Watching the first one go
The first one is gone. Dan, 18, is out there on his own, facing the great big world. It’s not exactly time for the empty nest syndrom, because I still have five more at home and it’ll be at least another 13 years before the youngest can leave, but it’s still a moment that releases a flood of strange emotions.

I adopted Danny when he was just a little more than five months old. His birth mother, possessed of remarkable self-awareness at a tender age, knew she was ill-equipped to mother this child at that stage of her life and she decided to put the child up for adoption. It was her greatest act of love for this child.

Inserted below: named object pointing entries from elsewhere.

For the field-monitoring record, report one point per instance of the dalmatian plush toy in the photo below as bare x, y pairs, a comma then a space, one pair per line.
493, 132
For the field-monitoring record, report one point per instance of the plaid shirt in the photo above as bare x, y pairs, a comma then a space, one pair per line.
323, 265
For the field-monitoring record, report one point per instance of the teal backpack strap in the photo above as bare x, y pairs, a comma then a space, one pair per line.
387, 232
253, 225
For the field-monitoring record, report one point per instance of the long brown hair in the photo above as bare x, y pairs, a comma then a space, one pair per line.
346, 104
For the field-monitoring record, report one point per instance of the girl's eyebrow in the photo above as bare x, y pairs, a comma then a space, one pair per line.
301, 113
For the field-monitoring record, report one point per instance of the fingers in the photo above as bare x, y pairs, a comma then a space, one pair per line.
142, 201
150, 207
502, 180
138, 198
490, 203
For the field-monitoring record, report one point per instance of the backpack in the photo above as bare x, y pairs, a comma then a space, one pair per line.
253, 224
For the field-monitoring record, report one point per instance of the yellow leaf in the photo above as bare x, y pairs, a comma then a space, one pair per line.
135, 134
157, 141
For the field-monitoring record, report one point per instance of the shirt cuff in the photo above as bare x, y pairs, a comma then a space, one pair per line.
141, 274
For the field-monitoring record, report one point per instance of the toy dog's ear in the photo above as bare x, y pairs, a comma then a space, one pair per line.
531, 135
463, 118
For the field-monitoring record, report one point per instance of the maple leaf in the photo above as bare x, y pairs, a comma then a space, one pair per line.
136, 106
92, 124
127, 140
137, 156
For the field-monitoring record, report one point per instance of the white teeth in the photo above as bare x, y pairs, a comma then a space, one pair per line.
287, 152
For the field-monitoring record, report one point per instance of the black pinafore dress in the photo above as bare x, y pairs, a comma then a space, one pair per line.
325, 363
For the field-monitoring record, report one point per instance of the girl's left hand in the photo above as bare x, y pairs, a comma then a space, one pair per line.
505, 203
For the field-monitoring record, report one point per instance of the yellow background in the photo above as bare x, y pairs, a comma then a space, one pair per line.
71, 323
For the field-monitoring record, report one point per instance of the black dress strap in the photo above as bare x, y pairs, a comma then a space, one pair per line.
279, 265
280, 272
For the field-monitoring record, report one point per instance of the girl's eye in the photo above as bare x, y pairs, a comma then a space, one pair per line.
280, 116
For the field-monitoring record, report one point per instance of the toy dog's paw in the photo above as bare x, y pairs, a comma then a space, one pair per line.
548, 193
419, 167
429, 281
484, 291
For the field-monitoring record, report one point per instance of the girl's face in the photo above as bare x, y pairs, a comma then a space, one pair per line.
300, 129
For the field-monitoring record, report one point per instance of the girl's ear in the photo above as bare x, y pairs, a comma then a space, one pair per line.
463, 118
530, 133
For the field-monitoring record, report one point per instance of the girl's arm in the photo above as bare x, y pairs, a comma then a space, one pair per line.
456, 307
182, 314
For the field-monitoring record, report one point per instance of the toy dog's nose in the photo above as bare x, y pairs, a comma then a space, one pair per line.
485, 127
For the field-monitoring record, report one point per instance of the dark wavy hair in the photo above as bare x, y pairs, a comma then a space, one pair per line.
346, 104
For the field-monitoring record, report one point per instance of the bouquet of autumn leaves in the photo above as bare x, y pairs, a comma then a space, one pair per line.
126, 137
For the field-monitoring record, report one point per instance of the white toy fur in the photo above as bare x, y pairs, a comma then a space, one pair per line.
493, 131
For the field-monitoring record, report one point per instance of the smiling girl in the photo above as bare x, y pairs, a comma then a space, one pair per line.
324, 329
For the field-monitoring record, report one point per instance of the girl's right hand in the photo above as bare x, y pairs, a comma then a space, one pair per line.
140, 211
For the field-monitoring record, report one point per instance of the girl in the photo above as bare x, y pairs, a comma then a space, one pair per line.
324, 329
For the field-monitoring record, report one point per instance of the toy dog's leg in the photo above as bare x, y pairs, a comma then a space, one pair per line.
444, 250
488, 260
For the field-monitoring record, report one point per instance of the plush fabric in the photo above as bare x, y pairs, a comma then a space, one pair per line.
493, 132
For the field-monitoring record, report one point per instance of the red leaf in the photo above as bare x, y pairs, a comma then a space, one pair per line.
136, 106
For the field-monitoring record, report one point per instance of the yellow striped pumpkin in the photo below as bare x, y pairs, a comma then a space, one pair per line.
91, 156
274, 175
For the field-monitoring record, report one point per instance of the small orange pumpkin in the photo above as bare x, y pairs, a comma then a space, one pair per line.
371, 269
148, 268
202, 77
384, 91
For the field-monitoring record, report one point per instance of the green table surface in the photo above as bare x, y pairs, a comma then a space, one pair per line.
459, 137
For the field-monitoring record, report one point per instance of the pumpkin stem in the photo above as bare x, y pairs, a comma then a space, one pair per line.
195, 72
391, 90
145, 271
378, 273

Over the next several months, she gave Danny additional gifts by working closely with her social worker, consuming a healthful diet and getting prenatal care.

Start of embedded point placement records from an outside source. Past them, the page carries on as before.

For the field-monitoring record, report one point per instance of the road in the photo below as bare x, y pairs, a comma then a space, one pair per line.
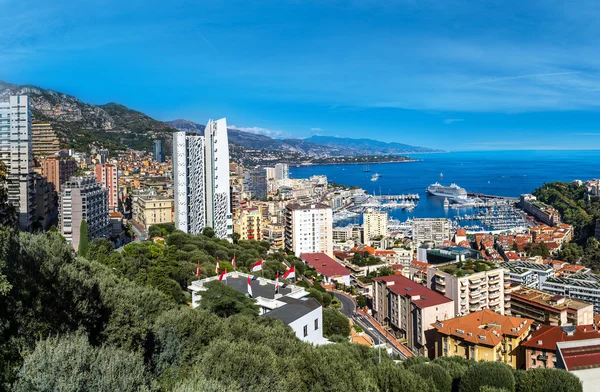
348, 308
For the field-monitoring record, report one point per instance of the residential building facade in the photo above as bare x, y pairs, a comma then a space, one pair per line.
583, 287
436, 230
107, 175
201, 180
157, 151
483, 336
83, 199
58, 170
16, 154
471, 292
374, 224
43, 140
153, 210
550, 309
308, 229
410, 309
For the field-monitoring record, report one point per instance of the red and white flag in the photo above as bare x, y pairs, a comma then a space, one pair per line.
256, 266
290, 274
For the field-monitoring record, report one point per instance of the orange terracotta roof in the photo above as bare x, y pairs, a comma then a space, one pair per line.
484, 327
547, 336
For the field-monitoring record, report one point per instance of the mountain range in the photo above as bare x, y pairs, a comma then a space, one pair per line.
82, 125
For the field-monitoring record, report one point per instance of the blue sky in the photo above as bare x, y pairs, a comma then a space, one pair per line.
446, 74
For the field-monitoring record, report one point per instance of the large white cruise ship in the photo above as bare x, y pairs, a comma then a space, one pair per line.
452, 192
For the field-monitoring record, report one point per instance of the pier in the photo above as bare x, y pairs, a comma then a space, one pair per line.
409, 196
482, 196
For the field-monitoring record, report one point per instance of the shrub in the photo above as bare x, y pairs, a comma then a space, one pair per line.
434, 372
547, 380
493, 374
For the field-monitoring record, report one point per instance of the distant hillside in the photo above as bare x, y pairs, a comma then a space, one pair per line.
359, 146
81, 125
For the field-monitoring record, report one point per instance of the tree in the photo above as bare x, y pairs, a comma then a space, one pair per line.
84, 240
335, 323
493, 374
547, 380
71, 364
208, 232
225, 301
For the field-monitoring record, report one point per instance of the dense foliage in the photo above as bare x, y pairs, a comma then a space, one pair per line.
582, 212
72, 324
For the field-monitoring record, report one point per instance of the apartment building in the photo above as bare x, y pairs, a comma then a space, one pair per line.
483, 336
551, 309
308, 229
540, 346
583, 287
153, 210
249, 223
542, 212
43, 140
16, 154
528, 274
282, 171
374, 224
157, 151
470, 290
436, 230
410, 309
201, 180
107, 175
83, 199
58, 170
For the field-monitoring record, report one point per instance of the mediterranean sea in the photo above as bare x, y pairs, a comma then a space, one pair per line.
501, 173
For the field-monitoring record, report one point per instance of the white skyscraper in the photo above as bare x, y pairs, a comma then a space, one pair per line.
201, 178
16, 154
282, 171
374, 224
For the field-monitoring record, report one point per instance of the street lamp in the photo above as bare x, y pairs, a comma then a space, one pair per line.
379, 345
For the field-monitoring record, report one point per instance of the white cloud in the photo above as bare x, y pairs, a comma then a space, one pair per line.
260, 131
453, 120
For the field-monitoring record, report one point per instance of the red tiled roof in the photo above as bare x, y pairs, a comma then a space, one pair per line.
423, 297
324, 264
585, 357
547, 336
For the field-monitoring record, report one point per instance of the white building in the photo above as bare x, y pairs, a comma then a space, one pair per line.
435, 230
528, 274
472, 291
291, 305
282, 171
584, 287
308, 229
82, 198
374, 224
16, 154
201, 180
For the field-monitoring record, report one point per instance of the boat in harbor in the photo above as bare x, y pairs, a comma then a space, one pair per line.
453, 191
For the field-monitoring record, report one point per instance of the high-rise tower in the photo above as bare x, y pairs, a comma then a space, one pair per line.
201, 178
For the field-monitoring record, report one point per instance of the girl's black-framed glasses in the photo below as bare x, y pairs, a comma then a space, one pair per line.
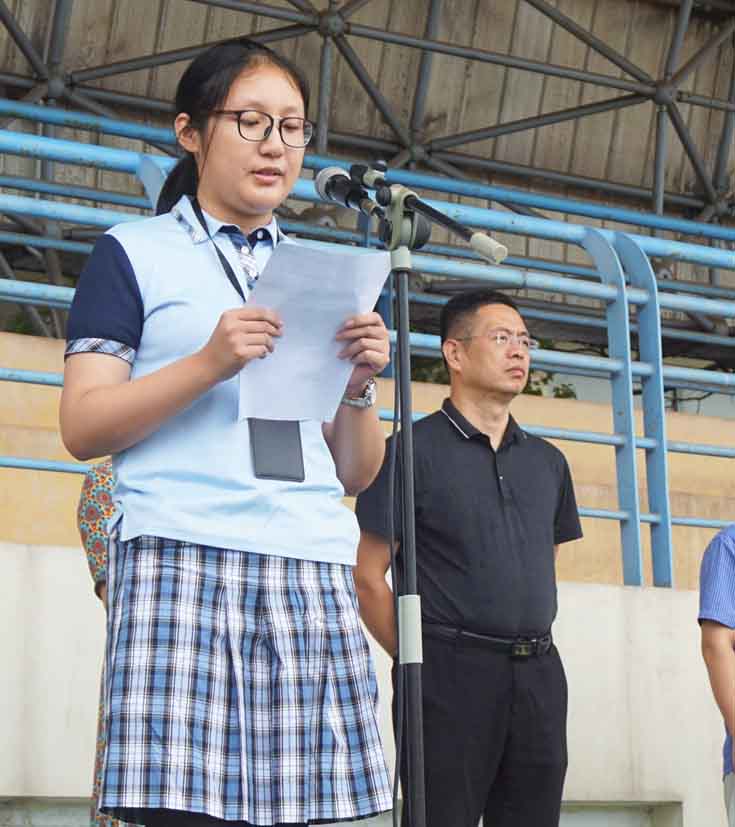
258, 126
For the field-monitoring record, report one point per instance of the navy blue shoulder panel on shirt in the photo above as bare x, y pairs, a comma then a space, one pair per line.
107, 302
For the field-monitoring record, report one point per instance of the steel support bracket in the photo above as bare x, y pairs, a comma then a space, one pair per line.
611, 273
640, 273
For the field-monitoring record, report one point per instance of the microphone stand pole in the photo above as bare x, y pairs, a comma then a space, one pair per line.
405, 227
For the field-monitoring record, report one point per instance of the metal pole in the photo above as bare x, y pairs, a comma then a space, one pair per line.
326, 68
415, 798
59, 31
36, 94
352, 7
703, 53
377, 97
176, 55
709, 103
536, 121
659, 175
22, 42
638, 268
691, 151
725, 148
38, 324
497, 58
611, 273
593, 42
304, 6
81, 99
260, 8
563, 178
422, 82
682, 22
73, 191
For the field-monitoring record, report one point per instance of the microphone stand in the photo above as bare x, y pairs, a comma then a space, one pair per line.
406, 226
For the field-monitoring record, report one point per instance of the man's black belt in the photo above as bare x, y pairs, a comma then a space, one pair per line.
520, 647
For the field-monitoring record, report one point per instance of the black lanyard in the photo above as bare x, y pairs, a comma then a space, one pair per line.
220, 255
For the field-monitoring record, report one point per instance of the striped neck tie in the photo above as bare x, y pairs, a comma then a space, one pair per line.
244, 247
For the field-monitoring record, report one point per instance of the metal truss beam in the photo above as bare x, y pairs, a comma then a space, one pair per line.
377, 97
591, 40
263, 10
175, 55
661, 153
536, 121
304, 6
422, 81
691, 150
724, 149
351, 7
706, 51
326, 70
469, 53
22, 41
677, 41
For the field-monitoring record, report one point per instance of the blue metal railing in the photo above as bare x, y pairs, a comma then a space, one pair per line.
620, 277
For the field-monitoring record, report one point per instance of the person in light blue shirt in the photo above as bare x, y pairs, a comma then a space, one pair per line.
717, 619
239, 685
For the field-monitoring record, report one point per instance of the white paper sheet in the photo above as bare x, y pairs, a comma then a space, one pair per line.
314, 291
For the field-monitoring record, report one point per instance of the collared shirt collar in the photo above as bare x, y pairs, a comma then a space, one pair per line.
183, 212
513, 432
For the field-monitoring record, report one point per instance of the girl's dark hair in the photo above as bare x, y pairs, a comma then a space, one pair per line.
204, 86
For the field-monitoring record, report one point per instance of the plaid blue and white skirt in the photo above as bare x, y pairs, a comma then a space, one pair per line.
238, 685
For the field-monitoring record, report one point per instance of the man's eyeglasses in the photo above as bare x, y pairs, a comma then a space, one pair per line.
504, 338
258, 126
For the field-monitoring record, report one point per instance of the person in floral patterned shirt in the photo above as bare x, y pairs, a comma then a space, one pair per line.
94, 509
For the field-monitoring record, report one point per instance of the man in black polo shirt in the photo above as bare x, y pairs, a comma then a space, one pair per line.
492, 505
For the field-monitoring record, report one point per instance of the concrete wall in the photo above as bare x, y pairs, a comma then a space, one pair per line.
37, 507
642, 728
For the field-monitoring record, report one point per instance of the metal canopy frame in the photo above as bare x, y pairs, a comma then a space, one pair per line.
52, 78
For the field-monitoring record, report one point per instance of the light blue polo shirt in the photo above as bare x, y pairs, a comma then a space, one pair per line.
717, 597
151, 293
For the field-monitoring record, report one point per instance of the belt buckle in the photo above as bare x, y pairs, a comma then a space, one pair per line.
523, 649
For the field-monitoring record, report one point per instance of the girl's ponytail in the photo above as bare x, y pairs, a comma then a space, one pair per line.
182, 180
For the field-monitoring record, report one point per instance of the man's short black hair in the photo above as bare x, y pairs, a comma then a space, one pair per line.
457, 312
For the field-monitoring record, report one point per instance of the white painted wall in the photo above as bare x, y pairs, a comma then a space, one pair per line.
642, 727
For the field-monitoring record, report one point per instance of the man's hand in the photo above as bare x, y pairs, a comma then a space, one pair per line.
241, 335
367, 346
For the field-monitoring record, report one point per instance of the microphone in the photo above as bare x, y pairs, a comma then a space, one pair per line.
334, 184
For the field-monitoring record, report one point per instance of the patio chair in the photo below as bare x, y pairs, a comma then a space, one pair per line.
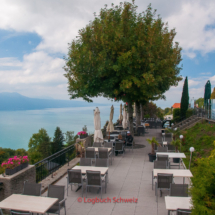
31, 189
171, 148
179, 190
90, 153
94, 179
85, 162
97, 144
74, 177
163, 183
55, 191
103, 153
163, 158
119, 147
162, 149
183, 212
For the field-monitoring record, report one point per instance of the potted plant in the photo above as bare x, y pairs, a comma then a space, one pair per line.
177, 144
152, 155
82, 134
24, 162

Upon arrival, her healthy baby boy was put up for adoption. The weeks passed, then the months. Such is the state of race relations in America: A white healthy male newborn will have a waiting list of parents wanting to adopt him the day he is born; a black healthy male newborn will not.

The social worker had shown me a picture of "baby boy" – a Polaroid shot of a remarkably ugly, but still lovable, child – so when I went to the foster care home to meet my new son for the first time, I stepped right over the angelic baby on the floor, looking for my homely one. "Mr. King," the foster care mother said, "you just walked past your son."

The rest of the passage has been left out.